Forrest Wilder — At Universities, Fracking Research Funded by Oil and Gas Companies

CREDO Action & New Yorkers Against Fracking Pr...

Critics are calling it “frackademia”—the nexus between academia and companies with a stake in “fracking,” the controversial method of extracting gas and oil from shales.
A Chesapeake Energy contractor drills for natural gas northeast of Cleburne (Photo: Staci Semrad)

The University of Texas at Austin, for example, endured a major public relations crisis in July, when it came to light that Chip Groat, a professor at the Jackson School of Geosciences at UT-Austin and one of the authors of a report on the risks of fracking, had undisclosed financial ties to the oil and gas industry. Published under the auspices of UT’s Energy Institute, the February 2012 report found little evidence of groundwater contamination from fracking—a controversial finding that was immediately embraced by industry and fracking supporters. UT promoted the study as independent academic research. And Groat was frequently quoted in the press as an even-handed expert—a representation that pleased leaders at UT’s Energy Institute.

“Chip is quoted at length, in both the online and broadcast versions,” wrote Gary Rasp, the Energy Institute’s communications director, in a March email to colleagues about a CNN story, “and the Energy Institute study is properly characterized as ‘independent’ research—one of the primary messages we want to convey.” But it turned out Groat’s research wasn’t so independent. In July, the New York-based Public Accountability Initiative, a non-profit public interest group, called the integrity of the report into question.
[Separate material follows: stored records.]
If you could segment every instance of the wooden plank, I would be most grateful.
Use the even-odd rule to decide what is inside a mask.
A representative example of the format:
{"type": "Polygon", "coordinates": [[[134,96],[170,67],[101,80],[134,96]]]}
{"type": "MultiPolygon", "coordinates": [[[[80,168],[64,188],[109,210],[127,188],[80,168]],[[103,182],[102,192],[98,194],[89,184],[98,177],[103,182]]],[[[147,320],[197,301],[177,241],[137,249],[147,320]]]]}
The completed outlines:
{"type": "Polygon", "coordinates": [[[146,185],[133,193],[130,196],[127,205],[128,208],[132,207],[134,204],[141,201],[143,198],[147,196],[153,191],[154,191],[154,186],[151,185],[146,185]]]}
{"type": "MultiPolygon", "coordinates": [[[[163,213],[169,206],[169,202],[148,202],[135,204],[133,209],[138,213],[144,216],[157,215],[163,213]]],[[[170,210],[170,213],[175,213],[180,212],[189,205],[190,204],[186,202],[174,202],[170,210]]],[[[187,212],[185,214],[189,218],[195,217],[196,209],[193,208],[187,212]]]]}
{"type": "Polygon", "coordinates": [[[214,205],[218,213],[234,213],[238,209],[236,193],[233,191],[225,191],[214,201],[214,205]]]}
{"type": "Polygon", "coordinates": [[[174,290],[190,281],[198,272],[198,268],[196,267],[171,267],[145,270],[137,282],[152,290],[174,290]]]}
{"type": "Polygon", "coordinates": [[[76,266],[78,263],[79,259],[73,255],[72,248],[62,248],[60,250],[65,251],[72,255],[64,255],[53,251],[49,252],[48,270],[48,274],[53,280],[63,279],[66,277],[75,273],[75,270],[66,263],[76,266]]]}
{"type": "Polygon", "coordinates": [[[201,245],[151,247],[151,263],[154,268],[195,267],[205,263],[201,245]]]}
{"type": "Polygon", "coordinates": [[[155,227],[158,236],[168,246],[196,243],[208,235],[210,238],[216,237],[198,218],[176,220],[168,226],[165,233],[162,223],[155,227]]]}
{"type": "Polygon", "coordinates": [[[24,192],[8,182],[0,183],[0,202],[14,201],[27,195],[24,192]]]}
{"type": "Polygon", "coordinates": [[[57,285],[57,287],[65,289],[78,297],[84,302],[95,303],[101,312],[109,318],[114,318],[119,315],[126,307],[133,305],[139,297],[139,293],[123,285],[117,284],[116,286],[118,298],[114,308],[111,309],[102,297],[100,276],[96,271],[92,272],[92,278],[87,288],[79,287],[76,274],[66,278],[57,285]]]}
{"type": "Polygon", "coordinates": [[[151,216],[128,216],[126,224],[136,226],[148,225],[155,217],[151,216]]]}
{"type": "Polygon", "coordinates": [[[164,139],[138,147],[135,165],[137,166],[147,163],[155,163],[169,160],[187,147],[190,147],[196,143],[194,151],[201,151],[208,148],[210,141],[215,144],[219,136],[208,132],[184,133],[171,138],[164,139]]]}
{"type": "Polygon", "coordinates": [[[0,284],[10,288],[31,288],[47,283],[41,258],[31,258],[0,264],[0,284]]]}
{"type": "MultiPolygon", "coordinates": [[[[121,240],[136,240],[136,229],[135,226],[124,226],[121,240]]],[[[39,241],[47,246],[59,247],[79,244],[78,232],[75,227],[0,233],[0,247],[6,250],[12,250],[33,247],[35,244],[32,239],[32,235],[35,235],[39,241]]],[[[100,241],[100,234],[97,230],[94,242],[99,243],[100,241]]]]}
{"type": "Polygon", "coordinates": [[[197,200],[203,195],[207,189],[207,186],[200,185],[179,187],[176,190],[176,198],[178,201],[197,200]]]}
The damning revelation: Groat isn’t just a UT professor; he also serves as a director for Plains Exploration and Production Company, an oil and gas concern involved in fracking. As a director, Groat has received more than $1.5 million in cash and stock from the company since 2007. The professor hadn’t disclosed this to his boss at the Energy Institute at UT. In a story on frackademia, Bloomberg wrote, “producers are taking a page from the tobacco industry playbook: funding research at established universities that arrives at conclusions that counter concerns raised by critics.”